Aim Understanding the environmental factors determining the establishment of invasive populations is a crucial issue in the study of biological invasions. By taking into account the uncertainty of predictions, ensembles of niche-based models can provide useful information. Therefore, we explored the use of consensus techniques to generate a quantitative description of the environmental conditions favouring the establishment of four problematic invasive decapods: Cherax destructor, Eriocheir sinensis, Pacifastacus leniusculus and Procambarus clarkii.
Location Iberian Peninsula.
Methods We collected both native and invasive distribution records from multiple sources. From these data, we modelled the potential distribution of the four decapod species using eight correlative models comprising regression, classification and machine learning methods. The relative influence of the environmental variables in single models was averaged to achieve a consensus contribution of the variables. Ecological requirements were investigated by means of consensus suitability curves, a spatial analysis procedure that shows the variation of consensus suitability along the gradients of environmental variables.

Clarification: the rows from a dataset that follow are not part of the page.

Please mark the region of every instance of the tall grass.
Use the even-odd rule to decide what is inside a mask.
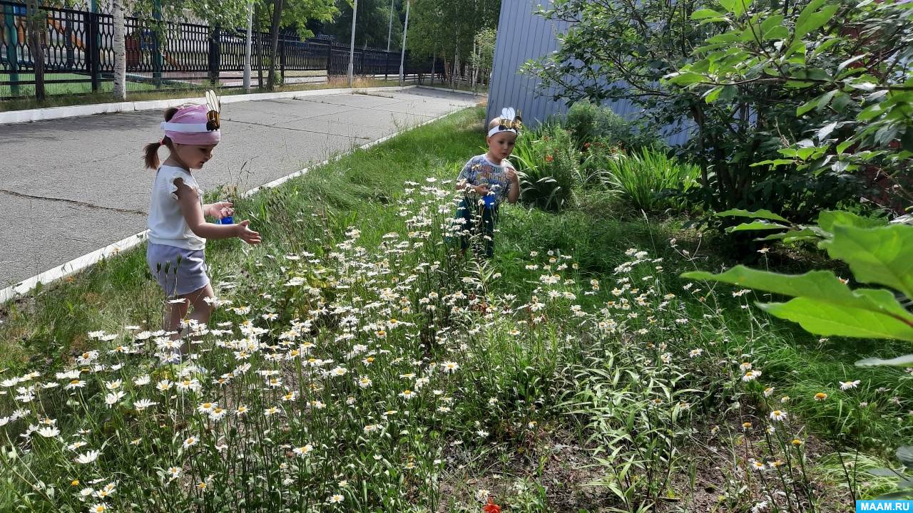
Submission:
[[[584,167],[602,170],[606,183],[637,209],[656,212],[681,207],[680,195],[698,185],[700,168],[645,148],[625,153],[593,152]]]
[[[448,181],[476,152],[481,116],[239,202],[265,242],[208,248],[218,295],[233,303],[200,330],[194,364],[155,365],[166,342],[141,330],[156,329],[163,298],[138,251],[8,307],[2,509],[477,511],[472,496],[489,490],[448,482],[459,473],[517,476],[501,492],[511,510],[578,510],[539,479],[561,457],[551,430],[576,425],[612,497],[588,508],[697,510],[692,462],[713,445],[731,456],[714,462],[731,480],[712,483],[728,510],[767,500],[824,513],[838,509],[812,486],[810,433],[872,451],[910,438],[904,372],[854,368],[854,343],[761,316],[750,293],[682,282],[696,259],[722,262],[680,221],[506,208],[492,261],[449,251]],[[748,364],[762,373],[746,379]],[[61,367],[85,385],[65,389],[76,378],[57,376]],[[141,399],[156,404],[137,408]],[[230,414],[215,420],[207,401]],[[76,442],[87,445],[68,448]],[[76,461],[89,450],[97,459]],[[541,483],[518,476],[530,462]]]
[[[546,123],[517,140],[512,158],[520,178],[520,200],[544,210],[560,211],[573,201],[581,184],[580,152],[559,124]]]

Results The predictive accuracy of single models ranged from fair to very good. Still, the variability between predictions was high. Similarly, the influence of each variable in different models was also uneven. Consensus analysis identified the variables related to temperature as highly influential for all invaders. Consensus suitability curves show that C. destructor and Procambarus clarkii have reduced suitability in colder areas whereas the suitability for P. leniusculus is greatly reduced in warmer areas. The distance to the ocean was highly influential in E. sinensis models, with suitability showing an exponential decay as distance increased.
Main conclusions We show that the information about the species–environment relationships obtained from niche-based models is highly dependent on the characteristics of the models used. In this context, we demonstrate that ensembles of models and consensus approaches can be used to identify such relationships while also allowing the assessment of the uncertainty of the achieved knowledge.